Mrs. Finley blinked at her and stopped babbling. Her face lost its panicked expression. Heaving a loud sigh, she took Jordan by the shoulders. “Of course. Where are my manners? Come inside, honey, and freshen up.”
Brian and Heath exchanged a shocked look.
“Do you think she’d really hit her?” Brian asked.
“My daughter? Oh, hell, yeah. She’d smack the daylights out of her.” His laugh sounded forced, but it broke the tension between them
They chatted a few minutes on the back porch before following the women into the house. Jordan had convinced Mrs. Finley to make some hot chocolate and stood by the stove, helping her stir the milk with cocoa powder and sugar. Mugs were lined up on the counter. Jordan had been busy.
It amazed Brian how she could make a crazy, frightening situation fade away and seem normal. By the time they left, Mr. and Mrs. Finley acted like nothing strange had transpired. The only one in the family still shaken by the experience, was Chase. Brian made sure to make plans to meet up with him at lunch the following day.
“We’ve got a shit ton to talk about,” Brian told his friend. “Lock up tight and be safe.”
“You bet I will! Thank God I don’t have to ride the bus to school. Dad takes me every morning.”
“See you tomorrow.” Jordan hugged Chase before hopping into her father’s car.
Brian patted his friend on the shoulder and got in, closing the door with a thump.
“That was some bonfire,” Heath said as they drove home. “Hope I never see another one like it.”
“Makes two of us,” Brian said. “Are Mom and Jackie okay?”
“They’re fine as can be,” Heath said. “But you two have some explaining to do.” He sounded stern, but Brian sensed worry underneath. “Tell me what’s going on.”
The two teenagers knew there was no point in denying anything.
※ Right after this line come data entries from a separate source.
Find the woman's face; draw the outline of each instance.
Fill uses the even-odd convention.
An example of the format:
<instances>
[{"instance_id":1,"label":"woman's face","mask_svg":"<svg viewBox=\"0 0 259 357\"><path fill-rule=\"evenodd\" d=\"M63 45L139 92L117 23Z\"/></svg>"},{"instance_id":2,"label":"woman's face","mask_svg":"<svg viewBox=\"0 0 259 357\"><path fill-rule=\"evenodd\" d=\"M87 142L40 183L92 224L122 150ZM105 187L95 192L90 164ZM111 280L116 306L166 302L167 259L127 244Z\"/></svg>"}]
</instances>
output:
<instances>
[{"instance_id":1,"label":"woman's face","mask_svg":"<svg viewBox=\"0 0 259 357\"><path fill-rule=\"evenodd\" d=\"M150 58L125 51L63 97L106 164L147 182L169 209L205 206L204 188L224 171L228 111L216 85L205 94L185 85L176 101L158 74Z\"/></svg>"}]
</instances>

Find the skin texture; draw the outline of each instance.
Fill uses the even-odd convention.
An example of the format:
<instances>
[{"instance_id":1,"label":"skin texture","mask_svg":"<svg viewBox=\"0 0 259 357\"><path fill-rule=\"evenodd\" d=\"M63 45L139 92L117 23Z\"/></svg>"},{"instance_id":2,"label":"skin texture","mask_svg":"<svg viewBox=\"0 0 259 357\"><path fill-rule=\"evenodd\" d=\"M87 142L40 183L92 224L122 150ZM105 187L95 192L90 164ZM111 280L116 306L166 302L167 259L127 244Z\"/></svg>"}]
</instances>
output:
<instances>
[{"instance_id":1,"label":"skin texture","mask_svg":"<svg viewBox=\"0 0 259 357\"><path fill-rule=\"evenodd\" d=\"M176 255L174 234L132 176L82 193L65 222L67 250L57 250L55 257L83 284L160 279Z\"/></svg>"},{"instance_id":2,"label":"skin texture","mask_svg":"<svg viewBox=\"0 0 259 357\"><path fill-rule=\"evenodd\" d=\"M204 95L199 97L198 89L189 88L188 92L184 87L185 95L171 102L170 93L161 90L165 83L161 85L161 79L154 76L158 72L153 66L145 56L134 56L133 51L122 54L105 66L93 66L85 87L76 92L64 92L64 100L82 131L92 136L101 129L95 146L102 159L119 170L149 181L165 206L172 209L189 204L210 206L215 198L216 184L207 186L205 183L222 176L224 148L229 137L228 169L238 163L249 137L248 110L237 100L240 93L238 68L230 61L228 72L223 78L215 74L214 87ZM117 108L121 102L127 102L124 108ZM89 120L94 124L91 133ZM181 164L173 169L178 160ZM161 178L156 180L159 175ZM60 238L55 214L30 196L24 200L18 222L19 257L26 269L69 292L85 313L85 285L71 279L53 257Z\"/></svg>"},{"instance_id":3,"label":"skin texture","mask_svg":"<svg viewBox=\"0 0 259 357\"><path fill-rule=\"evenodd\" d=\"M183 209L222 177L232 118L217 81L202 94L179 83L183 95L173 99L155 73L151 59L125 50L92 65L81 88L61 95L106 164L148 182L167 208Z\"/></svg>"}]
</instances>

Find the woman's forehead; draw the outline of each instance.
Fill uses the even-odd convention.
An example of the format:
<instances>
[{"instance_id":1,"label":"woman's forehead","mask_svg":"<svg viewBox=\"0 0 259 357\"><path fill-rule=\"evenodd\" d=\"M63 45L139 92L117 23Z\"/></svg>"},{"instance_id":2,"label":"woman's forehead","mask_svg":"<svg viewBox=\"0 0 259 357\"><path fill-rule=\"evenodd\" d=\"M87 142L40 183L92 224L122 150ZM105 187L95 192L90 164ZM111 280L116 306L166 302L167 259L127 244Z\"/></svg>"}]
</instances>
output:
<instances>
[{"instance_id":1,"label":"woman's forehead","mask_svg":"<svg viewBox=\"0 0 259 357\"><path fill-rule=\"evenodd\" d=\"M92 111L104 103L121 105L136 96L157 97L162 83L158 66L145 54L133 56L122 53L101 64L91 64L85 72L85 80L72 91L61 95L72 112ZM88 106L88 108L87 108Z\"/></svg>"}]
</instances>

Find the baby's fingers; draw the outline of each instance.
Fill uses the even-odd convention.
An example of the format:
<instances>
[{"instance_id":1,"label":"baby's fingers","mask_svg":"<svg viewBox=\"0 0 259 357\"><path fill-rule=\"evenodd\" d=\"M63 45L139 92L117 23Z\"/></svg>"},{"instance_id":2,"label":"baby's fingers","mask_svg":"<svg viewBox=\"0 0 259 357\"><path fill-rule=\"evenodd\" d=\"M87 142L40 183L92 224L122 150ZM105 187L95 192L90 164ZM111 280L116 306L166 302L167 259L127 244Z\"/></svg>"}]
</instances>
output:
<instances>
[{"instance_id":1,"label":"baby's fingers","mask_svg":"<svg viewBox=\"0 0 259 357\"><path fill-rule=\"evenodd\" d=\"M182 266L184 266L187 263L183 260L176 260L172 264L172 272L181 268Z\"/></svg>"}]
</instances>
Heath had been there and seen things he couldn’t logically refute. Something that couldn’t possibly happen, had. Rapidly and rather incoherently, Brian and Jordan told Heath what had happened to them over the last few months.
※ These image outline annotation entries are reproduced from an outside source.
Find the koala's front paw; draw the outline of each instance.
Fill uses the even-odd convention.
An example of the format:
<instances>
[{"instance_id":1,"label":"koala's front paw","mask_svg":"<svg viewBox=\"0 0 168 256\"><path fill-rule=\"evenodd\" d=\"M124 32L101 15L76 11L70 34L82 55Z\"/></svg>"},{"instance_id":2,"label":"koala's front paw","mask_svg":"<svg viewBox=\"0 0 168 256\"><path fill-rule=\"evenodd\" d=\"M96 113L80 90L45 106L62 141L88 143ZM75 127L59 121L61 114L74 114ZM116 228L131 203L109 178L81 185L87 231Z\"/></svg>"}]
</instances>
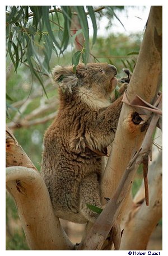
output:
<instances>
[{"instance_id":1,"label":"koala's front paw","mask_svg":"<svg viewBox=\"0 0 168 256\"><path fill-rule=\"evenodd\" d=\"M125 74L127 75L126 77L122 77L119 80L120 83L129 83L132 77L132 73L128 68L123 68L123 71L124 71Z\"/></svg>"},{"instance_id":2,"label":"koala's front paw","mask_svg":"<svg viewBox=\"0 0 168 256\"><path fill-rule=\"evenodd\" d=\"M120 88L119 90L119 92L120 94L123 94L124 91L127 89L129 83L124 83L122 85Z\"/></svg>"}]
</instances>

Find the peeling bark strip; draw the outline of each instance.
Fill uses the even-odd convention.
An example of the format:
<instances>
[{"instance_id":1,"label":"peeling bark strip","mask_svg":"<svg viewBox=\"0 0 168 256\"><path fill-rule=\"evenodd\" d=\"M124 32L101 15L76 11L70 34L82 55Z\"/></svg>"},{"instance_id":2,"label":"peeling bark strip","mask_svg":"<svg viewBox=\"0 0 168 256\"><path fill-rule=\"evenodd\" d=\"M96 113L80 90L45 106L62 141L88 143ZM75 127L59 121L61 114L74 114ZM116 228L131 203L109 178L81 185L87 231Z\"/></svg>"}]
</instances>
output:
<instances>
[{"instance_id":1,"label":"peeling bark strip","mask_svg":"<svg viewBox=\"0 0 168 256\"><path fill-rule=\"evenodd\" d=\"M54 214L40 173L7 128L6 165L6 188L15 200L30 248L72 250L74 245Z\"/></svg>"}]
</instances>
“Why didn’t you tell us?” Heath asked his daughter.
“I did, Daddy. Remember? You took me to a bunch of doctors who tried to tell you I was crazy and wanted drug me and lock me up.”
“I told my mother and we did the doctor thing too. Only they ran tests, just sure I had a brain tumor or something.”
“Well, if you have a brain tumor, then so do I,” Jordan stated.
“Mr. Barrett, I think the reason my dad left had something to do with all this stuff that’s happening. I haven’t even had a chance to tell Jordan this, but Dad left me a message and some computer files to read. He said to read them right away, but I haven’t had time.”
“I’d say now was the perfect time to start. I don’t want you and your mother in that remote house on your own. We’re going to stop and get Maribelle, then take you two home to pack. You’re going to stay with us, at least for tonight. We’ll figure out more permanent arrangements tomorrow.”
Brian didn’t argue. He felt the same way. How could he protect a blind woman all by himself? With Heath around, he had backup. And Jordan. How could he forget her bravery? She held off the fire elemental with two sharp sticks and a lot of moxie.
Heath left Jordan with her mother so they could make up the guest room and den for Brian and his mother. Heath went in the house with the Caseys, checking it carefully before he let them go upstairs to pack. Once they were ready, Maribelle locked up the house and they headed back to the Barrett’s house.
Jacqueline showed Maribelle to the guest room and Jordan led Brian to the den. The futon couch folded out to a comfortable queen sized bed. Warm blankets and a heavy afghan lay on top of the flannel sheets.
“Do you have the files with you? Can we read through some of it now?” Jordan asked him.
“Yes. But we probably should go to bed. We’ve got to get up pretty early.”